A sound from beyond the thin partition struck him to silence. It was a high, querulous voice calling, "B—a—b."

Anne started. In another moment Aunt Harriet would come trailing in, her frail hands moving gracefully to insure safety, her sightless blue eyes staring before her. It was years since Harriet Saunders had talked to a city man, a professional man, a man worthy of her own Harrington culture, a culture guarded through long years with Hilda Mitchell's brother, kept undimmed to hand down to "the girls." In another moment she would be there, winding about him the snake-like coils of her selfish monopolization.

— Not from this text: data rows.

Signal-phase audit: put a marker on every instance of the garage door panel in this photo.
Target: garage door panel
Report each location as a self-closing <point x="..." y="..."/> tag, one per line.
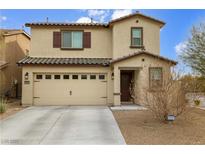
<point x="70" y="92"/>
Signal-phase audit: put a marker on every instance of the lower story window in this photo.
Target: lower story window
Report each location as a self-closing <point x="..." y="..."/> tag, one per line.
<point x="47" y="76"/>
<point x="57" y="76"/>
<point x="75" y="76"/>
<point x="155" y="75"/>
<point x="39" y="76"/>
<point x="92" y="77"/>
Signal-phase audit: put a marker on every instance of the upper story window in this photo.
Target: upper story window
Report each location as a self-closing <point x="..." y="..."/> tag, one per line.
<point x="155" y="74"/>
<point x="72" y="39"/>
<point x="136" y="37"/>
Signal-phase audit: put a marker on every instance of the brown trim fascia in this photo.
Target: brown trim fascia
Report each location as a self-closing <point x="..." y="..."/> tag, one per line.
<point x="73" y="65"/>
<point x="116" y="93"/>
<point x="71" y="30"/>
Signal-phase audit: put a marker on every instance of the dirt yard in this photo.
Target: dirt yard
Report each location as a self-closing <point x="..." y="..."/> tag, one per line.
<point x="140" y="127"/>
<point x="12" y="107"/>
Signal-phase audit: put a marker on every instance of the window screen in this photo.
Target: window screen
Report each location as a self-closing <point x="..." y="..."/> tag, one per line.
<point x="136" y="37"/>
<point x="57" y="76"/>
<point x="39" y="76"/>
<point x="72" y="39"/>
<point x="155" y="77"/>
<point x="47" y="76"/>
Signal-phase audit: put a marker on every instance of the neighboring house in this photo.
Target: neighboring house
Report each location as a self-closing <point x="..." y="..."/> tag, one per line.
<point x="93" y="63"/>
<point x="14" y="44"/>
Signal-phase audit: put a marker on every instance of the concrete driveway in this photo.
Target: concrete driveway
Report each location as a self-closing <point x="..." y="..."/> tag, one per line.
<point x="61" y="125"/>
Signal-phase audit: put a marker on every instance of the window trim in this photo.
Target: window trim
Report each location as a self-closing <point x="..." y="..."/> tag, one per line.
<point x="38" y="75"/>
<point x="93" y="75"/>
<point x="65" y="48"/>
<point x="131" y="41"/>
<point x="75" y="75"/>
<point x="101" y="75"/>
<point x="48" y="78"/>
<point x="152" y="88"/>
<point x="57" y="75"/>
<point x="83" y="75"/>
<point x="66" y="75"/>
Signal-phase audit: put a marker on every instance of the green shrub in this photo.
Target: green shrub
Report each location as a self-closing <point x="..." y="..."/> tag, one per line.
<point x="197" y="102"/>
<point x="2" y="105"/>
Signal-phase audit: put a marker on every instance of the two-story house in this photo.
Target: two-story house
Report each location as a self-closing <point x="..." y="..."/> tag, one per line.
<point x="93" y="63"/>
<point x="14" y="45"/>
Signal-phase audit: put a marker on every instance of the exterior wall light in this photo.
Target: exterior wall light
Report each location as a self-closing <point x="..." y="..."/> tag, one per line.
<point x="112" y="76"/>
<point x="26" y="76"/>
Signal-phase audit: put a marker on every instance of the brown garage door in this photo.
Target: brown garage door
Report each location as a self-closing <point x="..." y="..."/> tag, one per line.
<point x="70" y="89"/>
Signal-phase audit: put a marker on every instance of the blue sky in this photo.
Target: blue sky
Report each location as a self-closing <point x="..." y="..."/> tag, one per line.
<point x="174" y="33"/>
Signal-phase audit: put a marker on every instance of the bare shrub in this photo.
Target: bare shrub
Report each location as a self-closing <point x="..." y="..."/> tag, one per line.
<point x="168" y="99"/>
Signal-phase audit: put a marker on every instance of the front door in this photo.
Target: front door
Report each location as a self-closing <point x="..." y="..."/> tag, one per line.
<point x="126" y="77"/>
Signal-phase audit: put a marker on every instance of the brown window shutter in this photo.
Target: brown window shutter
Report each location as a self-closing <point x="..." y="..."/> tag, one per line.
<point x="87" y="39"/>
<point x="56" y="39"/>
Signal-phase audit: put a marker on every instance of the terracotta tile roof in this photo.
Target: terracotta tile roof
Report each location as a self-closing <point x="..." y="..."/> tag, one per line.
<point x="65" y="24"/>
<point x="140" y="53"/>
<point x="137" y="14"/>
<point x="9" y="32"/>
<point x="65" y="61"/>
<point x="93" y="24"/>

"Would you mind if we went outside?" Anne whispered, partly because she could so convey the need for instant action, partly to bear out the quickly invented reason. "Aunt Het is rather an invalid and she has been asleep. If no one answers she'll drop off again, but if she hears us——"

"Certainly," Roger whispered back, and they tiptoed from the room together, out through the nearer kitchen to the yard. And there Anne paused. Where could she take him? There was no spot on that windblown dryness, no garden nook. For a moment she thought of the barn, a favorite place of her own. But it was so overtoned; herself and Roger Barton, who had come to tell her of a position, sitting in the hay!

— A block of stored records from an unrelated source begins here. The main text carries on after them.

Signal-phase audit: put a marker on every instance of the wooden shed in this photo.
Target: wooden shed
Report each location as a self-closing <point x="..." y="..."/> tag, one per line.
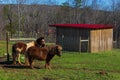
<point x="84" y="37"/>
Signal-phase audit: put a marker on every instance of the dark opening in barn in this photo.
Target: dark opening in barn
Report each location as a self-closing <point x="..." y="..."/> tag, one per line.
<point x="84" y="37"/>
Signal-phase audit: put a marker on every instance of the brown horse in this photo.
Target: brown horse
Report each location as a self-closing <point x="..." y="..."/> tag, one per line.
<point x="20" y="48"/>
<point x="43" y="54"/>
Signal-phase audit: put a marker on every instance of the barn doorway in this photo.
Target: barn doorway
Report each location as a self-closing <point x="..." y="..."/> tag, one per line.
<point x="84" y="40"/>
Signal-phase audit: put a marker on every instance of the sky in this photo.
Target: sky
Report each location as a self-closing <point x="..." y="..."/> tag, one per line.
<point x="104" y="2"/>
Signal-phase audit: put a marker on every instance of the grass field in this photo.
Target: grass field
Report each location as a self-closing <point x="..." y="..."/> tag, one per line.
<point x="70" y="66"/>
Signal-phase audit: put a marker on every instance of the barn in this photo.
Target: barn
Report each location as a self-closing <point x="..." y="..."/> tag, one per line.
<point x="84" y="37"/>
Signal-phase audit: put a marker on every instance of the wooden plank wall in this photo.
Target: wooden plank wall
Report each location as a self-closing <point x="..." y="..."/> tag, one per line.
<point x="101" y="40"/>
<point x="70" y="42"/>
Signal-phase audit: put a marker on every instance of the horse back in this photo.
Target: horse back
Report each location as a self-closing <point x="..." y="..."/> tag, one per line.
<point x="37" y="53"/>
<point x="19" y="47"/>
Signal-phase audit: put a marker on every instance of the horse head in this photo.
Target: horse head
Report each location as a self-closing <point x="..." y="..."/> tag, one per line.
<point x="58" y="50"/>
<point x="40" y="42"/>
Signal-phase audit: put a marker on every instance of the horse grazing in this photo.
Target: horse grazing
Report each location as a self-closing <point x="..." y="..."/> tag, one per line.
<point x="20" y="48"/>
<point x="43" y="54"/>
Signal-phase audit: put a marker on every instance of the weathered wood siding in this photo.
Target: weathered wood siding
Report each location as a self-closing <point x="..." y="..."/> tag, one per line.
<point x="68" y="38"/>
<point x="101" y="40"/>
<point x="84" y="35"/>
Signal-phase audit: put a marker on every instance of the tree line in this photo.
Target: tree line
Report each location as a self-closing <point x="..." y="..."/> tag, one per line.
<point x="34" y="19"/>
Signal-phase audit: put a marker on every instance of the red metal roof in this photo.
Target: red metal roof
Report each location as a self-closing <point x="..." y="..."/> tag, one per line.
<point x="86" y="26"/>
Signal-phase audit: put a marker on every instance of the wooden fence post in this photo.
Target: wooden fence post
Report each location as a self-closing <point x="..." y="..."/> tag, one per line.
<point x="7" y="40"/>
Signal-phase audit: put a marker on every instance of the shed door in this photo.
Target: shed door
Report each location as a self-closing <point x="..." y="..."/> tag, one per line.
<point x="84" y="40"/>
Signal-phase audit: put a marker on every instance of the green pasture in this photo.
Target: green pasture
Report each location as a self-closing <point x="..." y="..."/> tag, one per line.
<point x="70" y="66"/>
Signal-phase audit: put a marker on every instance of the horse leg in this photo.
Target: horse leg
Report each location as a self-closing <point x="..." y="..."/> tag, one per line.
<point x="26" y="60"/>
<point x="47" y="65"/>
<point x="31" y="62"/>
<point x="19" y="59"/>
<point x="14" y="58"/>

"It does seem inhospitable to drag you out on a day like this," she began, but Roger cut her short.

"I like gray days, and it may be an extraordinary taste but I love the wind—in the open. Not city wind filled with dust, like the dead hopes of people blowing in your face, but clean, open wind like this."

Anne's face lighted with the pleasure of a shared sensation.

"So do I. It seems to blow all the tangles out of the world and give every one a chance to begin again—simply."

"I guess—maybe—that is it—only I hadn't thought of it as a beginning again. It always makes me feel courageous, like plowing straight on through everything, just as it is."

Anne did not look toward him instantly, but she felt him very sharply, so much taller than herself, broad, with that courageous, crisp hair, and his clear blue eyes that could look so different according to his mood. They would be wide and blue now, with a light in them as if Roger were turning it upon this "everything" through which the wind gave him the courage to plunge. He would be looking straight ahead, his chin up, ready. Anne turned a little, and he was looking exactly like that. She felt that she knew him very well, and then, that he was rushing into the wind, away from her, leaving her behind.